Understanding the sample space is crucial for calculating probabilities as it lays the foundation for determining the likelihood of specific events. By defining the sample space, you ensure that you have accounted for every possible outcome, making your calculations and resulting conclusions accurate. In this context, our sample space is 3000 families, from which we will calculate the probability of choosing one that paid income tax last year.

When calculating probability, the term 'successful outcomes' refers to the number of times the desired event occurs within the sample space. It's important to first understand what constitutes a success in your scenario. In our exercise, a successful outcome is a family that did pay income tax last year.
This topic is easy to comprehend with a simple subtraction: if 600 families did not pay, then the remaining families in the total of 3000 must have paid. This calculation is:

• Total number of families: 3000
• Families not paying tax: 600
• Successful outcomes (families paying tax): 3000 - 600 = 2400

Recognizing these successful outcomes allows you to apply probability formulas effectively. It provides direct insight into the event whose likelihood you are interested in determining.

The probability formula is a fundamental tool in evaluating how likely an event is to occur. In simple terms, the probability of an event is calculated by dividing the number of successful outcomes by the total number of possible outcomes in the sample space.
The formula is expressed as:

• Probability of Event (E) = \( \frac{\text{Number of Successful Outcomes}}{\text{Total Number of Outcomes}} \)

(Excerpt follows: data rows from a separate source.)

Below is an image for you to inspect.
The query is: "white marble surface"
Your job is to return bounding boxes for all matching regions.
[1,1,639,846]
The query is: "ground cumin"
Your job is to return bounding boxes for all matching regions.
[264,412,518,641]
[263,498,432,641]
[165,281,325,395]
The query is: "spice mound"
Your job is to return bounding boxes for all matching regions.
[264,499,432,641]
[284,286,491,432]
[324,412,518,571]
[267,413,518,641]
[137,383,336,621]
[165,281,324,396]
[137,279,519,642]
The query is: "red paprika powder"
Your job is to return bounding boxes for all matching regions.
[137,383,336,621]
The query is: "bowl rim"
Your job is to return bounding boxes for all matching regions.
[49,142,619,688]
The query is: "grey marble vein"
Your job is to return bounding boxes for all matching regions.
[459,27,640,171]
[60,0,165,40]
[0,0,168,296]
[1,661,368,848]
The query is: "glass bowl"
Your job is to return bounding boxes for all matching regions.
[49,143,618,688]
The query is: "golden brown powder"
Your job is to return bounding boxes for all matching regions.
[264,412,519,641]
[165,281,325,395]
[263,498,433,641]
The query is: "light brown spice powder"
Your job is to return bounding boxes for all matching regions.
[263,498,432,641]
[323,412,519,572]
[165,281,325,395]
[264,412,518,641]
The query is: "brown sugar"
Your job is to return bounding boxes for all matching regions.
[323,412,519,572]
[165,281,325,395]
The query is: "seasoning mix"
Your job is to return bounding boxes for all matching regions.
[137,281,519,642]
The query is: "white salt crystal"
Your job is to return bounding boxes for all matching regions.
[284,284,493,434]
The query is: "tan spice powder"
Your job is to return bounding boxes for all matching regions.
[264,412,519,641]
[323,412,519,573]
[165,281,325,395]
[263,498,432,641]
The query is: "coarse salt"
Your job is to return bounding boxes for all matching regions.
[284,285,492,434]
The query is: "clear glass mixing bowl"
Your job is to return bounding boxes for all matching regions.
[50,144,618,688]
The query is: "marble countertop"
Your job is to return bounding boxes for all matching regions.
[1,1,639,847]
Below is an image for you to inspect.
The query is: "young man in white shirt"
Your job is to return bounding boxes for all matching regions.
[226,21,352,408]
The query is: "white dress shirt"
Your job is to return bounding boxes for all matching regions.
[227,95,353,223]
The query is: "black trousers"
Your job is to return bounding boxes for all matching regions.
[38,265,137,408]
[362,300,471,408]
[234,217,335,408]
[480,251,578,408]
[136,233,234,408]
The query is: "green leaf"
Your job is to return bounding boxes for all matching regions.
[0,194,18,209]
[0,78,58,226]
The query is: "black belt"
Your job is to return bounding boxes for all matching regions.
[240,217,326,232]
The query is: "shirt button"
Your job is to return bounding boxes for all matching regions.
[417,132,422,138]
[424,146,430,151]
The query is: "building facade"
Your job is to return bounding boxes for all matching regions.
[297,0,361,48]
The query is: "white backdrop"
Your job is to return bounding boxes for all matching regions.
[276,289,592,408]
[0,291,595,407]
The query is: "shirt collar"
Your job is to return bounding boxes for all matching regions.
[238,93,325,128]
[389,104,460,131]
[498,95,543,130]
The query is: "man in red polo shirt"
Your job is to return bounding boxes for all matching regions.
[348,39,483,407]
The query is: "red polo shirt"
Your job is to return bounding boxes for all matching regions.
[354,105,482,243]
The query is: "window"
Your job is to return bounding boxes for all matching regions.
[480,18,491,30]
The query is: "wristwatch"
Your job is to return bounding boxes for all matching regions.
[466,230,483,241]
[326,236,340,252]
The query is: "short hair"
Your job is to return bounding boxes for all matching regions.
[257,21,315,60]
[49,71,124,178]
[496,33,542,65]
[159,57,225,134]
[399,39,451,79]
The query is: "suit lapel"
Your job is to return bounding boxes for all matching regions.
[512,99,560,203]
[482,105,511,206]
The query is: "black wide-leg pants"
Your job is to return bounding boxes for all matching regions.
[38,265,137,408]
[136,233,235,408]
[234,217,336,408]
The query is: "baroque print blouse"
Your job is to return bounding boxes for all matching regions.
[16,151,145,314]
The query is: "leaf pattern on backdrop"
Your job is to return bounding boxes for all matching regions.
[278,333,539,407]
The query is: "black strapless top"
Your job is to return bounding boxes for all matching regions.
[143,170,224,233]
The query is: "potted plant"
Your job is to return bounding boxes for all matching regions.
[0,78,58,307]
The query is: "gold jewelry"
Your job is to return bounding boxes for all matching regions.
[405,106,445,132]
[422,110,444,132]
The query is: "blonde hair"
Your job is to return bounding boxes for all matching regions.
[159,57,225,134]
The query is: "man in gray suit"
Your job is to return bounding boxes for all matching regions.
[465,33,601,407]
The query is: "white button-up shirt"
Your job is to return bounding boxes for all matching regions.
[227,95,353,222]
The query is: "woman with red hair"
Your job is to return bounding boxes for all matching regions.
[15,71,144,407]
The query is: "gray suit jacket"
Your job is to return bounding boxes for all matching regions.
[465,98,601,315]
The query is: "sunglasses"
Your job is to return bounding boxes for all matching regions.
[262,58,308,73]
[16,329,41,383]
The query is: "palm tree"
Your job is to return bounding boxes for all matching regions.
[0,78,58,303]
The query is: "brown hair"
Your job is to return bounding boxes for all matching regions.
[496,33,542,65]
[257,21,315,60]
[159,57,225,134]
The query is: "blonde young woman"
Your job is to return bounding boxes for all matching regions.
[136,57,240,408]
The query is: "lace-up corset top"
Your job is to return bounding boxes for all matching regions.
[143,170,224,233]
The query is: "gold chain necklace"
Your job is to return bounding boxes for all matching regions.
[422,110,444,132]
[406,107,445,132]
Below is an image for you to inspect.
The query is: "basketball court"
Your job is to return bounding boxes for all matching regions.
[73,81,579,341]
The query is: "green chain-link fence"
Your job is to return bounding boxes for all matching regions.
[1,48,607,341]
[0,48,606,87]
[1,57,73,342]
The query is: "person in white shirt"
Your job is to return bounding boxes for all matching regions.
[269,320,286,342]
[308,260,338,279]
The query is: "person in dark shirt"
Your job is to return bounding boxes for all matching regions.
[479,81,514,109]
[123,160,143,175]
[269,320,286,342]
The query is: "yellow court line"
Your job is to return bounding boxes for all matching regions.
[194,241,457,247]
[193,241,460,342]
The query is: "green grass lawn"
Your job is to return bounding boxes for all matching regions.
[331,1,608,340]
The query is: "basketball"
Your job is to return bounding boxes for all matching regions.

Applying this formula to our exercise:

• Number of successful outcomes: 2400
• Total number of outcomes: 3000
• Probability that a randomly selected family paid income tax = \( \frac{2400}{3000} = 0.8 \)

This probability value, 0.8, means that there is an 80% chance that a randomly chosen family from the apartment complex paid their income tax last year. By understanding and applying the probability formula, you can quantify the uncertainty of various events, which is invaluable across many fields of study and practical applications.